28 U.S.C. § 2680(a). Thus, if the Administrator can show either that he was acting under a statute or regulation and was exercising due care, or that he was performing a discretionary function, however negligently, a remedy in tort is not available against him. Mitchell v. United States, 787 F.2d 466, 468 (9th Cir. 1986) (discretionary act exception applies regardless of whether the discretion was abused), cert. denied, 108 S. Ct. 163 (1987).

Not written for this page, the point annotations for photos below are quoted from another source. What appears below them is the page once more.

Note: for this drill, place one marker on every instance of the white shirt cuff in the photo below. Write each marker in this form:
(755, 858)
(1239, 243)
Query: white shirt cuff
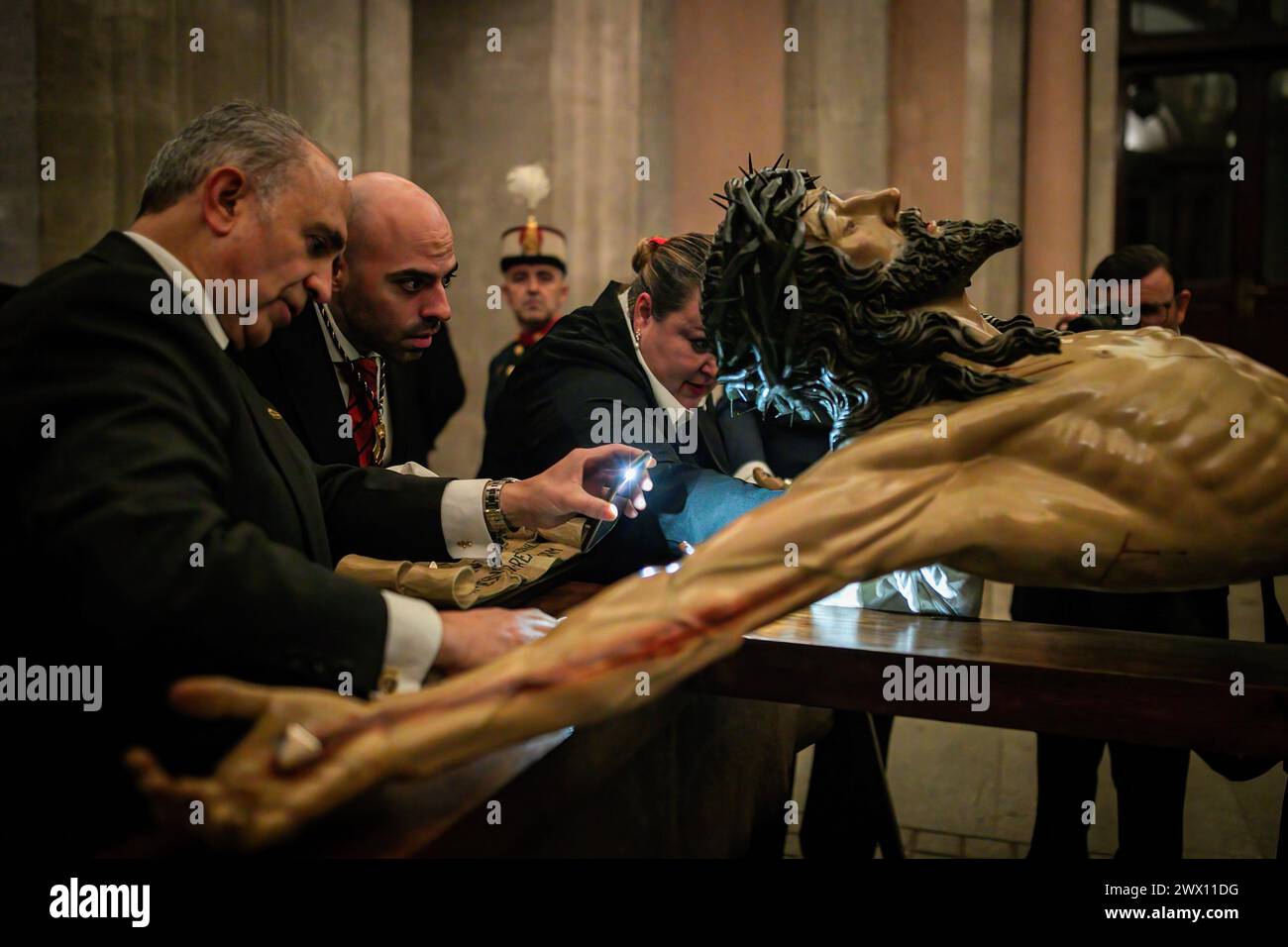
(464, 528)
(743, 474)
(411, 468)
(412, 637)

If the action of the Administrator at issue here is his promulgation of the circular, then the discretionary act exception fully impedes a suit against him. Dalehite v. United States, 346 U.S. 15, 43 (1953) (adoption of regulations by a government agency is "classically within the exception" to the FTCA); Baie v. Secretary of Defense, 784 F.2d 1375, 1376 (9th Cir.) (FTCA's discretionary act exception bars jurisdiction where claim is attempt to test legality of a rule or regulation through the medium of a tort suit) (citing legislative history), cert. denied, 479 U.S. 823 (1986).
The Administrator also claims protection under the "action under statute or regulation" exception contained in section 2680(a). This argument appears to address the theory that the alleged tortious action of the Administrator is action under the circular, rather than the promulgation of the circular.
To refute this argument, Bishop makes two assertions: First, since the promulgation of the circular did not meet the requirements of the Administrative Procedures Act, 5 U.S.C. § 553, it did not have legal efficacy. Second, the circular could not have been "law" because its terms contradicted Regulations, published in the Code of Federal Regulations, governing the Administrator's actions.
Because we conclude that the Administrator's actions, however egregious, fall under the FTCA's discretionary action exception, we do not consider the applicability of 38 U.S.C. § 211(a). The tort alleged is not one for which the government has waived its immunity. The district court was therefore without jurisdiction, and properly dismissed the case. See MacKay v. Pfeil, 827 F.2d 540, 543 (9th Cir. 1987). Accordingly, we AFFIRM.